If your system does suffer from disk I/O issues, there are very few quick fixes. First, you need to ensure that you're not wasting I/O cycles, either through poorly designed queries, lack of indexing, or through hardware-related "bugs" such as disk partition misalignment. Beyond that, you probably need to add I/O capacity, or work out what component is causing the I/O bottleneck. If you are using DAS, this may be relatively straightforward. If you're using a SAN, it helps if you are friendly with your SAN administrator.
A CPU-bound system is relatively easy to spot, but not always as easy to diagnose. If you notice that one or more of the CPUs are working at close to maximum capacity, along with a dramatic decrease in server performance, then you've likely got a CPU issue. The CPU is involved in almost all SQL Server activity, from running queries to moving data in and out of memory, and so on, which means that an over-taxed CPU can have dire consequences.
Unfortunately, the source of CPU pressure is not always easy to pinpoint since what seems like a CPU problem may actually have its root cause elsewhere, such as insuf- ficient memory, causing SQL Server to constantly move data in and out of memory, or poorly written queries, inadequate indexing, or even inappropriate configuration option settings. The source of the CPU pressure may also be a non-SQL Server process running on the server.

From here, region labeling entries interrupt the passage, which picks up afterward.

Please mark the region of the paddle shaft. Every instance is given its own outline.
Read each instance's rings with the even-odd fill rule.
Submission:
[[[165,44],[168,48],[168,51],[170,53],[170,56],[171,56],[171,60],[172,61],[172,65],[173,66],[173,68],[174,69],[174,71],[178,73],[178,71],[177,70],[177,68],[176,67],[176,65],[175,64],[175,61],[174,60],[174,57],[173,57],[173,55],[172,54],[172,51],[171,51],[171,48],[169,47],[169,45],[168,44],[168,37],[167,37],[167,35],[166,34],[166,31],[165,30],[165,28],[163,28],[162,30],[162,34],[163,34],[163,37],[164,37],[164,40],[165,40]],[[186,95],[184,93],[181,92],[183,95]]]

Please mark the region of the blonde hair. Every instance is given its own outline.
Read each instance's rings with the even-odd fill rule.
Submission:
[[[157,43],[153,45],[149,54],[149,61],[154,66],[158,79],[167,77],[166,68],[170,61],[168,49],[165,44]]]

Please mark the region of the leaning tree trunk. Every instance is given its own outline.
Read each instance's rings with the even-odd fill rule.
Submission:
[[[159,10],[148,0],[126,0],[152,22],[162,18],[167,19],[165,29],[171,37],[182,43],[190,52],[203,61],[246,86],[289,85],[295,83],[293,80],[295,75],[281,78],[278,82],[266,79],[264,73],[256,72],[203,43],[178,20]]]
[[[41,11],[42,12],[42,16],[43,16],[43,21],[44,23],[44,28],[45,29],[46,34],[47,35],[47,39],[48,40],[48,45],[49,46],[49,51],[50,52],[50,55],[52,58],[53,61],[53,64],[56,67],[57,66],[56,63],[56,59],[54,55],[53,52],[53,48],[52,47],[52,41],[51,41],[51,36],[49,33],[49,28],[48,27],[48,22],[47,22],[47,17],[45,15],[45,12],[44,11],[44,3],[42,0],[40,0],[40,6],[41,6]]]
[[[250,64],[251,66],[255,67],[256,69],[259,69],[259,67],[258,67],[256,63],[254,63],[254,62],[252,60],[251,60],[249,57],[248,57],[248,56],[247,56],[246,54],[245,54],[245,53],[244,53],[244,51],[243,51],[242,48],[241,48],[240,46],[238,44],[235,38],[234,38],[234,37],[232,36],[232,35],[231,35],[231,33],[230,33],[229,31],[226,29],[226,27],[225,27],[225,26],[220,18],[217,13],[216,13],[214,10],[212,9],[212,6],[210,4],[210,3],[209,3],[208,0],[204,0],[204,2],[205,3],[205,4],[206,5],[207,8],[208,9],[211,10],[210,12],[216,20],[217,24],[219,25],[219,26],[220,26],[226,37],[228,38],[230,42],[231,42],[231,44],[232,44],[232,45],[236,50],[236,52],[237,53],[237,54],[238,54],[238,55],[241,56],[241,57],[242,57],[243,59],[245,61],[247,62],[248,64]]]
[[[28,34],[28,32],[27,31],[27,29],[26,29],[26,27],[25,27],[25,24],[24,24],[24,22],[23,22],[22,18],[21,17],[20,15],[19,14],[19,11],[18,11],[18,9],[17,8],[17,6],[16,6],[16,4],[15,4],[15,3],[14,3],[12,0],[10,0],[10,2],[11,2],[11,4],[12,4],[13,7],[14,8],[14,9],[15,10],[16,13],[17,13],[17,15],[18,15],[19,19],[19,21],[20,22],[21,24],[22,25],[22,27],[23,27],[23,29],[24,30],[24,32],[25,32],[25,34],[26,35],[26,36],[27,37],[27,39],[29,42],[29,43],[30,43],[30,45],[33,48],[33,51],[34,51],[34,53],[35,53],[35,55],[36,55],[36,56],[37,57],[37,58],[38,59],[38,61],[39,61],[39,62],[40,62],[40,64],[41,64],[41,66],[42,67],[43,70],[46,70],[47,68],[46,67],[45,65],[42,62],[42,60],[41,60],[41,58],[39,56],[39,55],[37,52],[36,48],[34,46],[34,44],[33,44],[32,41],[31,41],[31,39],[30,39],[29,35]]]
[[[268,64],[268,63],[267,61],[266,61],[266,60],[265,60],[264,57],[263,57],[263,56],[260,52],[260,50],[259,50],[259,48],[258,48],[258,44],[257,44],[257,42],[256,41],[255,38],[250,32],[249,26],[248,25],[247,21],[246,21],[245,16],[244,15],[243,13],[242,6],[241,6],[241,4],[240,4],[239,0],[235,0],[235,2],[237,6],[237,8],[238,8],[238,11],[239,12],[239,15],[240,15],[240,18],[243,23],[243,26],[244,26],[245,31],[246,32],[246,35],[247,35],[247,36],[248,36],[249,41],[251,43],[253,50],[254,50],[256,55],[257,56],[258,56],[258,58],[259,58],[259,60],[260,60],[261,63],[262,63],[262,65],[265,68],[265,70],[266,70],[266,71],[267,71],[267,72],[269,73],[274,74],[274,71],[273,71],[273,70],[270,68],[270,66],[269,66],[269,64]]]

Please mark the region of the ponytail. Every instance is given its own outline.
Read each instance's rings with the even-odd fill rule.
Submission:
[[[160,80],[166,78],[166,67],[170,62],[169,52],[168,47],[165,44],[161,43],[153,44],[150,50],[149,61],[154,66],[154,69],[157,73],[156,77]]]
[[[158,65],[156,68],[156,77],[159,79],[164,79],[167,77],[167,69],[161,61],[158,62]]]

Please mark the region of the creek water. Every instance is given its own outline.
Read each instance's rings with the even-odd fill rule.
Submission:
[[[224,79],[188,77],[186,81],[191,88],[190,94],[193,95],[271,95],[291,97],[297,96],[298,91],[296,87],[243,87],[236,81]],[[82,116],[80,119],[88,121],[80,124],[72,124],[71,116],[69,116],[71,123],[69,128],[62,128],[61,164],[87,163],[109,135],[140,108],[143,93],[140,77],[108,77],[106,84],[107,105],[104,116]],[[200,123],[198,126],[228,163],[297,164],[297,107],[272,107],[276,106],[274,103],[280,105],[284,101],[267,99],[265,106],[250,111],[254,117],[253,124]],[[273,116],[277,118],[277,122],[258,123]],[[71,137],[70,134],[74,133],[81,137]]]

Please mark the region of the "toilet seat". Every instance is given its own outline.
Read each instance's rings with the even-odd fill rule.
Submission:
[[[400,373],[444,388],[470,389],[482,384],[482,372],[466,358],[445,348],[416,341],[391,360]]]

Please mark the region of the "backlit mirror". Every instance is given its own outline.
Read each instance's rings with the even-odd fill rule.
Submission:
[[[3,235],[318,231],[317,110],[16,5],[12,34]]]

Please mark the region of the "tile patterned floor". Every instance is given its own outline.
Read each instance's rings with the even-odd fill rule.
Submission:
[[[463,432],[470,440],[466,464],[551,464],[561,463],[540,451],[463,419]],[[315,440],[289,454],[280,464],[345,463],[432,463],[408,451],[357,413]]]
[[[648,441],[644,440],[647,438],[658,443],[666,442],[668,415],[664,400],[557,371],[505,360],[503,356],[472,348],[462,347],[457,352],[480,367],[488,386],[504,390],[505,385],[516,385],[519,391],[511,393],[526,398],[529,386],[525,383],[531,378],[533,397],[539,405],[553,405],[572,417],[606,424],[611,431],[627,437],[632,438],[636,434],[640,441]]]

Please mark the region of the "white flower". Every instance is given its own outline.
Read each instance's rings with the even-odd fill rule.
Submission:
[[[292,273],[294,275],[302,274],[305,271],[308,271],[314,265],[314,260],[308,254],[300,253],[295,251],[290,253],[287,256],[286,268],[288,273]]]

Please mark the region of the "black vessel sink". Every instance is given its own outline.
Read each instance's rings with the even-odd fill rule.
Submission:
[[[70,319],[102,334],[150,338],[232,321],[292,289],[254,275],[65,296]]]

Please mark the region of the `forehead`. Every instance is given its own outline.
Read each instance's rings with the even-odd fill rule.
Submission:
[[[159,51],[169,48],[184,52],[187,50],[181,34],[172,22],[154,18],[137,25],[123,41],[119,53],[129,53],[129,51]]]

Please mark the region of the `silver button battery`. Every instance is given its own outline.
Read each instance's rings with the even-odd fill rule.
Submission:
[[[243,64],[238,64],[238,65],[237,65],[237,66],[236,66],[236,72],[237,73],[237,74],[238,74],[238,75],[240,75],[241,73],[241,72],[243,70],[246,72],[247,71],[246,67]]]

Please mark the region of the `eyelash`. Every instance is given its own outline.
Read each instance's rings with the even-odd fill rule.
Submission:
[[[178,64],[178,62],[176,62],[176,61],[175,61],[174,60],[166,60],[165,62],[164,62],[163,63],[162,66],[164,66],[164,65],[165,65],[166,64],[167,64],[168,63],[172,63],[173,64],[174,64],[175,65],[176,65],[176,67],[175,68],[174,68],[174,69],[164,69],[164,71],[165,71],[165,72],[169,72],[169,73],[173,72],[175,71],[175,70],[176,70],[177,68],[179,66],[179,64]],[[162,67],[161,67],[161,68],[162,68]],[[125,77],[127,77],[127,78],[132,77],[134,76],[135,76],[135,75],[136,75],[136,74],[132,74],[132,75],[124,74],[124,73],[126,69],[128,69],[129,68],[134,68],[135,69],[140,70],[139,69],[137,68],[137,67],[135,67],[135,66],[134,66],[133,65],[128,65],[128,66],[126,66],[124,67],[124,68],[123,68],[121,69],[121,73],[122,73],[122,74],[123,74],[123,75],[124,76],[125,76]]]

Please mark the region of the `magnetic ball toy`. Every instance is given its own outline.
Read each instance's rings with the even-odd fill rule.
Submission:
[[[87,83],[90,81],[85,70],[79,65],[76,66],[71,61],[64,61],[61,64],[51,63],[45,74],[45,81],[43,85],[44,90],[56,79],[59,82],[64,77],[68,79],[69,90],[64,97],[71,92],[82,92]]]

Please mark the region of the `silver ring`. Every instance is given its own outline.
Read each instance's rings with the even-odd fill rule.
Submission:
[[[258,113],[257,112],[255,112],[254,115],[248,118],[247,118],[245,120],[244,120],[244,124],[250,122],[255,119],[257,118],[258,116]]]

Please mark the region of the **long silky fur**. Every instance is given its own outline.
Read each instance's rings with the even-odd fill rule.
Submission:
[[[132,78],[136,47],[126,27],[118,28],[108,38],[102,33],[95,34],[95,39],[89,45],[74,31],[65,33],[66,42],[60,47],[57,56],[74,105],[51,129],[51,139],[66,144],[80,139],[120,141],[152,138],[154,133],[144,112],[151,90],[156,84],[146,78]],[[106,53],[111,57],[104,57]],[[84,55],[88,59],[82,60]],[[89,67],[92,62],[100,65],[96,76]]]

Regardless of what caused the problem, the goal of the investigation stage of trouble- shooting excessive CPU utilization in SQL Server is to isolate the problem to a specific source. Generally, this will require the collection of multiple pieces of information, using tools such as Performance Monitor (PerfMon), SQLTrace and several of the SQL Server Dynamic Management Views.
Once it has been confirmed that the high CPU usage is due to the SQL Server process, and the problem has been isolated to a specific query (or set of queries), we can seek to alleviate the CPU pressure via design changes, such as tuning CPU-intensive queries, adding appropriate indexes, replacing ad hoc SQL with stored procedures to improve plan reuse and so on, or by tweaking SQL Server and Windows configuration settings.